Un accident historique
Milan Rastislav Štefánik meurt en 1919 dans un accident d'avion lorsqu'il rentre finalement en Tchécoslovaquie pour exercer ses pouvoirs ministériels. Sa mort tragique dont certains aspects ne sont pas élucidés jusqu'à aujourd'hui, engendre d'innombrables spéculations. On estime que l'accident était dû à une panne technique ou à une défaillance du pilote, mais il y a aussi des personnes qui estiment qu'il s'agissait d'un attentat. Les auteurs de la BD n'ont pas la prétention d'élucider le mystère de cet accident historique dans leur livre.

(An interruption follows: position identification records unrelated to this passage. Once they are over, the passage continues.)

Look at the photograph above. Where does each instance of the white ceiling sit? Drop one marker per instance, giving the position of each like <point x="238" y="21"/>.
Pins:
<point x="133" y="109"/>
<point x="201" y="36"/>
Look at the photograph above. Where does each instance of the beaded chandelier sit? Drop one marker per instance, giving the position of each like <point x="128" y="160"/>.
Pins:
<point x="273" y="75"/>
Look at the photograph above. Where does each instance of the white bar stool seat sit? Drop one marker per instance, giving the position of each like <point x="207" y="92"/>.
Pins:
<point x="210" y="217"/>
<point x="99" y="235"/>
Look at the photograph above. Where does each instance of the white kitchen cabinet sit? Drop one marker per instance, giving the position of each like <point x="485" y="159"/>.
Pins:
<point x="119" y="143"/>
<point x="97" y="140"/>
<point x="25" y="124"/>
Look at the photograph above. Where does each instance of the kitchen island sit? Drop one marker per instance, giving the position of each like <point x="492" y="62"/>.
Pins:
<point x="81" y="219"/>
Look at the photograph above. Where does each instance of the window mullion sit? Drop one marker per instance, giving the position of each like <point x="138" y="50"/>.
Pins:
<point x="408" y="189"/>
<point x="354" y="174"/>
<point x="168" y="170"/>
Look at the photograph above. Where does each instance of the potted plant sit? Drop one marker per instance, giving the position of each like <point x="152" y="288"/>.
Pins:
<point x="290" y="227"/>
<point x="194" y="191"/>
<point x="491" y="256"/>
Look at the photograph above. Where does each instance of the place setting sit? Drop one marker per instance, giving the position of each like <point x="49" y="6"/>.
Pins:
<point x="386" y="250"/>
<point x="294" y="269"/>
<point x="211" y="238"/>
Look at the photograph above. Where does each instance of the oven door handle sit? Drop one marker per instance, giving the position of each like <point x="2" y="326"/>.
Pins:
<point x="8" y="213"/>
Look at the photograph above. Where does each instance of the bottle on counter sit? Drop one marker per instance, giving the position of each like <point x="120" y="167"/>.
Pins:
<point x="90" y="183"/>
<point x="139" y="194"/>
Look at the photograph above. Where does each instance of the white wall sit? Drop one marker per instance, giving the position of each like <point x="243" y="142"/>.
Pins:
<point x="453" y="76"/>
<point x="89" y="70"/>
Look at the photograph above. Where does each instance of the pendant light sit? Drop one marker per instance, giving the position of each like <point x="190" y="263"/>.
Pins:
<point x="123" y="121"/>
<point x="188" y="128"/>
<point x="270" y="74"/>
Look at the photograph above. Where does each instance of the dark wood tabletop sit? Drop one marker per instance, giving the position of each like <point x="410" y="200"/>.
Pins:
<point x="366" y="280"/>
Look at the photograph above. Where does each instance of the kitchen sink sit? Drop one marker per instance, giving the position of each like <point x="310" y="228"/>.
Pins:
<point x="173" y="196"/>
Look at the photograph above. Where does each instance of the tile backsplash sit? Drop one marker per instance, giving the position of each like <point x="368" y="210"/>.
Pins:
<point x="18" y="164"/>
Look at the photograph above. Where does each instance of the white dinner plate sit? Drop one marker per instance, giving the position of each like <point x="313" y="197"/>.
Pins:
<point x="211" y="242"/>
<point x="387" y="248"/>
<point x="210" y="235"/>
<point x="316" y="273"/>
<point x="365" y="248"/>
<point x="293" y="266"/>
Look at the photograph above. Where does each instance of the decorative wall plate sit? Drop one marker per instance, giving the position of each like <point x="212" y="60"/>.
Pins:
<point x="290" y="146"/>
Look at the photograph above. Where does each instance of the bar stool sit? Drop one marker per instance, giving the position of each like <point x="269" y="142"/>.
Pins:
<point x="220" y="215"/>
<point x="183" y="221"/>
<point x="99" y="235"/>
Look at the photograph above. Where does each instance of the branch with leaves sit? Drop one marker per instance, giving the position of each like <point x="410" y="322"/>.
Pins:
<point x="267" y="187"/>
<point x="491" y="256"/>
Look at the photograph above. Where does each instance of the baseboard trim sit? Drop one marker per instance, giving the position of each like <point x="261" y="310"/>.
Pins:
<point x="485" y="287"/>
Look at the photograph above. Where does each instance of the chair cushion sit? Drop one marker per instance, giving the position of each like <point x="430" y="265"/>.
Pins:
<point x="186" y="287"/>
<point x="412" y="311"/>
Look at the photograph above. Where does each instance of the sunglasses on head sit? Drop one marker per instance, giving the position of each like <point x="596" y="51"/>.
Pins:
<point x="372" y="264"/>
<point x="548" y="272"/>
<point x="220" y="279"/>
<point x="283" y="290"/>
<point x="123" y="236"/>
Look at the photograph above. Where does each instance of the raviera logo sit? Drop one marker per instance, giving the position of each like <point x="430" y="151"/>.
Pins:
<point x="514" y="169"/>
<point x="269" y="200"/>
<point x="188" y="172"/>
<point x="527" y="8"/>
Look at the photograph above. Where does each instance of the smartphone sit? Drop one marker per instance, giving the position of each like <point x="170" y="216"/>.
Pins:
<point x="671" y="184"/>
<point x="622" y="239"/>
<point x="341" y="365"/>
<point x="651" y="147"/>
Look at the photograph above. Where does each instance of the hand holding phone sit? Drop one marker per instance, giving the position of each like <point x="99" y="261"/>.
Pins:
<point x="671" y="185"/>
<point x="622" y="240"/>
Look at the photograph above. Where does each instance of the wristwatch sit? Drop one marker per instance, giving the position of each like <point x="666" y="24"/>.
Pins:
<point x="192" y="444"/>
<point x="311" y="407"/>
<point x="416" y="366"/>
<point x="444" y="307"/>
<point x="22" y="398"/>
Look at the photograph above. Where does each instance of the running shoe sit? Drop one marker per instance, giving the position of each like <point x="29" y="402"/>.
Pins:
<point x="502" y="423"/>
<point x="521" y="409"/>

Ils voulaient montrer un personnage des manuels d'histoire non seulement comme un grand astronome, un grand militaire et un grand diplomate mais aussi comme un homme vivant, un homme qui ne manquait pas de charme, qui aimait les femmes et était aimé par elles, qui était souvent difficile à supporter pour son entourage, qui n'arrivait pas à dominer ses accès de colère et qui avait ses lubies et ses petites manies. Štefánik n'est pas pour eux qu'un héros national mais aussi un grand Européen, un homme qui, au début du XXe siècle, a contribué à redessiner la carte européenne et dont l'importance ne peut pas être réduite au niveau national slovaque. Michal Baláž souligne :
« Aujourd’hui nous sommes témoins d’une vague de nationalisme malsain qu’il faut critiquer. En apportant une nouvelle lumière dans les biographies des personnalités historiques importantes, nous pouvons peut-être contribuer à mettre à l’évidence que le nationalisme n’est pas une bonne attitude pour la vie. »
Le roman graphique Štefánik est sorti en 2021 aux éditions Labyrint.